Anthropic Computer Use Integration

Anthropic Computer Use enables Claude to interact with browsers like a human — taking screenshots, moving the cursor, clicking elements, and typing text. By connecting Computer Use to Browserless, you get cloud-hosted browser infrastructure without managing local browsers, enabling scalable AI-powered browser automation with stealth mode, residential proxies, and enterprise-grade reliability.

Prerequisites

Node.js 18+ (for TypeScript) or Python 3.9+ (for Python)
Browserless API token (available in your account dashboard)
Anthropic API key (from your Anthropic Settings)

How it works

This integration uses a screenshot + action loop with Playwright CDP:

Connect — Playwright connects to Browserless via CDP WebSocket
Screenshot — Capture the browser screen as an image
Send to Claude — Claude analyzes the screenshot using the Computer Use API
Execute action — Claude requests an action (click, type, scroll) and you execute it via Playwright
Repeat — Take a new screenshot and continue until the task is complete

Anthropic calls this the "agent loop": Claude responds with a tool use request, and your application responds with the results. You implement the loop that coordinates between Claude and the browser.

Step-by-Step Setup

1. Get your API keys

Go to your Browserless account dashboard and copy your API token.

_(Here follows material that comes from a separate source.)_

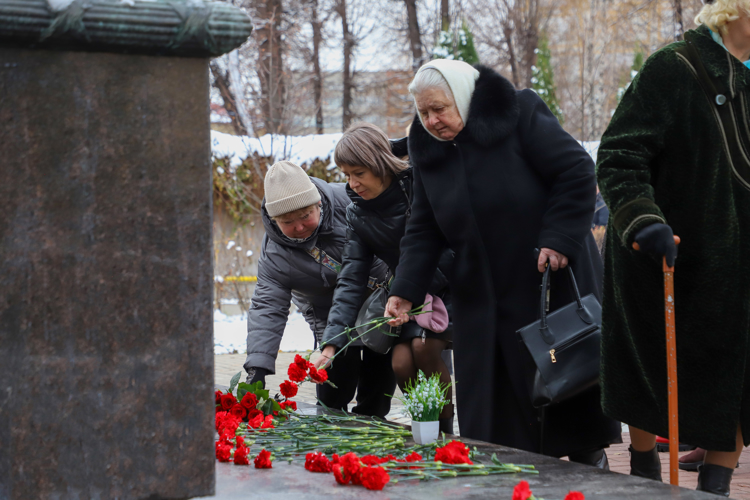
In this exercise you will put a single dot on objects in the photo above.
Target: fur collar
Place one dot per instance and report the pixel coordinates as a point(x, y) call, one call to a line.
point(493, 115)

Then set your environment variables:

.env file
Command line

BROWSERLESS_API_KEY=your-browserless-token
ANTHROPIC_API_KEY=your-anthropic-key

export BROWSERLESS_API_KEY="your-browserless-token"
export ANTHROPIC_API_KEY="your-anthropic-key"

2. Install dependencies

TypeScript
Python

npm install playwright-core @anthropic-ai/sdk dotenv typescript ts-node @types/node

pip install playwright anthropic python-dotenv

3. Create the agent

Computer Use requires you to implement the agent loop yourself. Below is a complete working example that navigates to Hacker News and identifies the top post.

Model configuration

When using the Anthropic API directly, you must use the correct combination of model, tool version, and beta flag. Check the Anthropic Models Documentation and Computer Use Documentation for the latest values.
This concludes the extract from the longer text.